Stack attained the rank of full lieutenant. His Navy service was another link in the traditional chain of Stack family history, following nine relatives in the Navy, including a cousin who bore the rank of Rear Admiral and an uncle who was a commander. After his tour of duty, Stack returned to Hollywood and appeared in A Dale with Judy (1947), with Elizabeth Taylor and Jane Powell.ĭuring World War II, Stack’s work was that of an aerial gunnery instructor. He enlisted in the Navy at the outset of WWII, served as an aerial gunnery instructor both at home and overseas, and became a lieutenant. Seduced by the theater in high school, Stack quit college at USC to enroll in the Henry Duffy School of Theatre and was signed by Universal Studios after graduation for the leading role in First Love (1939), with Deanna Durbin. Most of the brilliant names of the entertainment world were guests of his family during his childhood years – so it was natural that his first and only ambition was to follow in the pattern of these people whom he had come to regard as the most colorful personalities in the world. Stack grew up among motion picture, concert, opera, and radio favorites. When they returned, he could speak French and Italian fluently at the age of six, but very little English. Langford Stack, who once entertained prohibition officers in his “library” in the late 1920s, and coined the well known Schlitz advertising slogan, “The Beer That Made Milwaukee Famous,” Stack’s earliest years found him in Europe with his family. Through Stack’s portrayal, Eliot Ness became an instant all-American hero virtually overnight and propelled an accomplished film star into the national limelight as no prior theatrical engagement had.Ī fifth-generation Los Angeles native, World War II Navy veteran, and son of West Coast legend J.

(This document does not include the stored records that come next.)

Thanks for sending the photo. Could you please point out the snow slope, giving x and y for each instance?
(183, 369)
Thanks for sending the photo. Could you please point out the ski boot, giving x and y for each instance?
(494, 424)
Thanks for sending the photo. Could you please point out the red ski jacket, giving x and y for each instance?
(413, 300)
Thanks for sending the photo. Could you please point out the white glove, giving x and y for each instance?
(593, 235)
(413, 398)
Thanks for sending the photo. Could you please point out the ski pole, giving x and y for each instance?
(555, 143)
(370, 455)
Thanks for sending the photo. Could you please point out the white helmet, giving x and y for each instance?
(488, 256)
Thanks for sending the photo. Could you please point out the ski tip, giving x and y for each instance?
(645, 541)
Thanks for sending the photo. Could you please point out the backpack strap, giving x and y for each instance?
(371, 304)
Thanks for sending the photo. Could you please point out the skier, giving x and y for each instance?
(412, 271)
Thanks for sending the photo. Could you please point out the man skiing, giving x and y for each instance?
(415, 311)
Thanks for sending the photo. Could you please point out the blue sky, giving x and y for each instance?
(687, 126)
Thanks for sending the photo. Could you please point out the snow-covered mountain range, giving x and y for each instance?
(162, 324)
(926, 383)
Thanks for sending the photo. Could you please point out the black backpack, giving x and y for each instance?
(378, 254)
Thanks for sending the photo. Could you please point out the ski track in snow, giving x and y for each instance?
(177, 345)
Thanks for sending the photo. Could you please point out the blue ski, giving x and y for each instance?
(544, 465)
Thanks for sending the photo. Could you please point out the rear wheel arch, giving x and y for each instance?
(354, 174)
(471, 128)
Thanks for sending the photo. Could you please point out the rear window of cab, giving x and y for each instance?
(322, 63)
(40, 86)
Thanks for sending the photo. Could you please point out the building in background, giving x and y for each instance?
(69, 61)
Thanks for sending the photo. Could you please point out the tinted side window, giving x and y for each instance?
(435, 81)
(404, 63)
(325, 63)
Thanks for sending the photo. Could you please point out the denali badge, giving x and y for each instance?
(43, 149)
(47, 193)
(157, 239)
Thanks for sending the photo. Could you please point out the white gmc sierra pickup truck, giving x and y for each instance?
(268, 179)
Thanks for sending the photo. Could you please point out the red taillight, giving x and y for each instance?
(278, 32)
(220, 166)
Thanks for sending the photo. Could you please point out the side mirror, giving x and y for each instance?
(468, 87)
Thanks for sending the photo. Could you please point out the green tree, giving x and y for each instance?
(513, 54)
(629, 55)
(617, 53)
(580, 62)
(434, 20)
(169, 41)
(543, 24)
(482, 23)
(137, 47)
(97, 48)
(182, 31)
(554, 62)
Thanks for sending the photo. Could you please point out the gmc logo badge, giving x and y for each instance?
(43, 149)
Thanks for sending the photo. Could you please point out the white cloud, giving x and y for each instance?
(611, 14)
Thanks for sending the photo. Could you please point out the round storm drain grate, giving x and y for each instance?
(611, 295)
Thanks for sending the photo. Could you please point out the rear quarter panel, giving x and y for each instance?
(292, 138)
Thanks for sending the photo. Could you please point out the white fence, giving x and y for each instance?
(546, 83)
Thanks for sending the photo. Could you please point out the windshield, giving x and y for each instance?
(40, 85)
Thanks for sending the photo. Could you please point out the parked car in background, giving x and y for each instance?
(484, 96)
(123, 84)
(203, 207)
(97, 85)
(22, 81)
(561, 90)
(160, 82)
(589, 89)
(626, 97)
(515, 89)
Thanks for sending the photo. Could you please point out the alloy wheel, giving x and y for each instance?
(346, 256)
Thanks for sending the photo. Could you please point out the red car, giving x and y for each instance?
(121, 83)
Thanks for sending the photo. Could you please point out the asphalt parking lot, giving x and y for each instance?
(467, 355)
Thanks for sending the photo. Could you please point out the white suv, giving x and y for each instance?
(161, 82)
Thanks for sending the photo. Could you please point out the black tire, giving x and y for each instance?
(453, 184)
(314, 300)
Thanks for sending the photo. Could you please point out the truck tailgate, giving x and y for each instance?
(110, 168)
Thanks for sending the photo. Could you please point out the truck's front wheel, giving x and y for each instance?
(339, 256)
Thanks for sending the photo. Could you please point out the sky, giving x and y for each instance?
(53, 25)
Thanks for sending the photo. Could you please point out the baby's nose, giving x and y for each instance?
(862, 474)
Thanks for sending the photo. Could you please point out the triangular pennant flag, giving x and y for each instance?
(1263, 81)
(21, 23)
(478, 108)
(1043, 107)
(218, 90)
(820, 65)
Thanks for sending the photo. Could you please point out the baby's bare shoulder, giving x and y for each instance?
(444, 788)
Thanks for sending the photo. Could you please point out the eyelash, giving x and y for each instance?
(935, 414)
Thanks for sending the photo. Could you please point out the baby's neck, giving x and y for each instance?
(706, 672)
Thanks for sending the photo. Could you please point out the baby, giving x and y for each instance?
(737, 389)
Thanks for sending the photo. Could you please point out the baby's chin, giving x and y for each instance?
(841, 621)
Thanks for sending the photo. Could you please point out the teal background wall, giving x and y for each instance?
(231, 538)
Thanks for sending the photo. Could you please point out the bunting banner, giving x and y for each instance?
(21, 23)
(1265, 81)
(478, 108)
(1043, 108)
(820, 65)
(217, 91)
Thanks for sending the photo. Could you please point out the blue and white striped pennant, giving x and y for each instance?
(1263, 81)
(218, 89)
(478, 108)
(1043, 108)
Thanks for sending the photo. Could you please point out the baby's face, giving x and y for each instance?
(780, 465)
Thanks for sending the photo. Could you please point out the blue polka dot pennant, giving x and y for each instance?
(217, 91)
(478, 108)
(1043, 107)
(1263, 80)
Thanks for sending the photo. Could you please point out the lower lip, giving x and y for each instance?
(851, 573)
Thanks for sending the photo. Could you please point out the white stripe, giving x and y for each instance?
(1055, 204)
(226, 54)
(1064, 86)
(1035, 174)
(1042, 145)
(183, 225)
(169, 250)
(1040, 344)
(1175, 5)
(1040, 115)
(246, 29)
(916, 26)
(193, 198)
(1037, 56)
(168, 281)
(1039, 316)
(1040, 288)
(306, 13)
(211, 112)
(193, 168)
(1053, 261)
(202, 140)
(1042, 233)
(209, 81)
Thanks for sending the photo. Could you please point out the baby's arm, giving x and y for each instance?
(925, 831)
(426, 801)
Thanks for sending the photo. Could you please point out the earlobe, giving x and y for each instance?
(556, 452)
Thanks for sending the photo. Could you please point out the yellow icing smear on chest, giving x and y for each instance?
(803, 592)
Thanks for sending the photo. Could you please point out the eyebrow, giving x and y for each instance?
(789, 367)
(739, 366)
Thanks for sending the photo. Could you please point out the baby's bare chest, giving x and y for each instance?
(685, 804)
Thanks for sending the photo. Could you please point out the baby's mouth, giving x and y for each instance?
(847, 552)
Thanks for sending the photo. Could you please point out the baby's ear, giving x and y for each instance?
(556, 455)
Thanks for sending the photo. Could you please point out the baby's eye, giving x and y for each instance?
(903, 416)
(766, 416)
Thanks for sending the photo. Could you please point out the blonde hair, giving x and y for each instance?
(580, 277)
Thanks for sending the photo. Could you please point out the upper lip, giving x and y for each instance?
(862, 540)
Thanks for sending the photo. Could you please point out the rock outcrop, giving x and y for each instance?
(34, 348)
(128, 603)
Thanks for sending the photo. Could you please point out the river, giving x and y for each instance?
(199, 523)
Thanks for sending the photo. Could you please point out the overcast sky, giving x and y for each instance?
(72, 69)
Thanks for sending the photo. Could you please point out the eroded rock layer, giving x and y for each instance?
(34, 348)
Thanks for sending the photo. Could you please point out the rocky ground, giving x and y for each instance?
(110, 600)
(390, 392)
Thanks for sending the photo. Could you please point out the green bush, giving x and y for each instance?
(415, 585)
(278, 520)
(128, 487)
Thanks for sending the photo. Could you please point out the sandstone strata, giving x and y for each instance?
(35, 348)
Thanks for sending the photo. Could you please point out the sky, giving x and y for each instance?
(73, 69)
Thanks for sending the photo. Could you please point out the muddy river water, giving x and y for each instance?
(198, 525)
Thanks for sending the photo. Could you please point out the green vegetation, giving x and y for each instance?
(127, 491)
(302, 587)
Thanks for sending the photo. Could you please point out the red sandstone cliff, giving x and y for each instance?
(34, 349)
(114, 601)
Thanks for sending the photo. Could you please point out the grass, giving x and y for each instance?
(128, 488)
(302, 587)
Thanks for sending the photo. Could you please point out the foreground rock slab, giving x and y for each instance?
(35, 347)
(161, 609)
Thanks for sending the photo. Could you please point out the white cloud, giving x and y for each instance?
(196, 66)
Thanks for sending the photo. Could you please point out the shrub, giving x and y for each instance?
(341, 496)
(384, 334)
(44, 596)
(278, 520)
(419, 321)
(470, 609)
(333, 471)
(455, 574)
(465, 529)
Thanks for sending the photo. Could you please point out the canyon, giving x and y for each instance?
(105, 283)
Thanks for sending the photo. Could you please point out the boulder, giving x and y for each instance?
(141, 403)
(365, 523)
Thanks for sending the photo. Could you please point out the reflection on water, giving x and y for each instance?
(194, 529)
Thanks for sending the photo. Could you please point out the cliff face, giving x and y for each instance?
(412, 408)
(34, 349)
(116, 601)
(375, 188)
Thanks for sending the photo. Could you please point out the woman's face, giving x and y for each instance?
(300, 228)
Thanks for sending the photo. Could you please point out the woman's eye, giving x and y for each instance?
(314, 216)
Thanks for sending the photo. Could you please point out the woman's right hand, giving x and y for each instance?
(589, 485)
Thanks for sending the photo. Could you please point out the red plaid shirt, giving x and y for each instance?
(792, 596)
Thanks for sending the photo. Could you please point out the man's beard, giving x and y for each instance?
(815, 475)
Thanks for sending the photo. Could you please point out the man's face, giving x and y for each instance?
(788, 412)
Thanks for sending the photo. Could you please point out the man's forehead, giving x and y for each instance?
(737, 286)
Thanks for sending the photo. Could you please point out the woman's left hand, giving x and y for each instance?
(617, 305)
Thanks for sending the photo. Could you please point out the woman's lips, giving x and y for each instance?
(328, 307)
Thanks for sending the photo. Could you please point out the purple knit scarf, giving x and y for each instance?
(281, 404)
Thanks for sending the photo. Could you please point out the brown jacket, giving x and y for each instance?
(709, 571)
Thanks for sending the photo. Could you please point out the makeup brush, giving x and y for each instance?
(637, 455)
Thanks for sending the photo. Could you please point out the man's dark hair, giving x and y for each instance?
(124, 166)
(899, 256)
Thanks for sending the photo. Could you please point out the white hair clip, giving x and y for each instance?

He would be no ordinary peace officer with badge and gun, but rather the entire United States federal government, conveying to all concerned the illusion that confronting him was futile, possibly suicidal.
Signing on to spite his agent, Stack would bring to the character of Eliot Ness a measure of reinforced concrete.
A blue-eyed, imposingly good-looking leading man in theatrical films beginning in 1939, Stack once feared that any role in television, leading or otherwise, would be viewed as heralding the downside of his career, and he at first refused the role.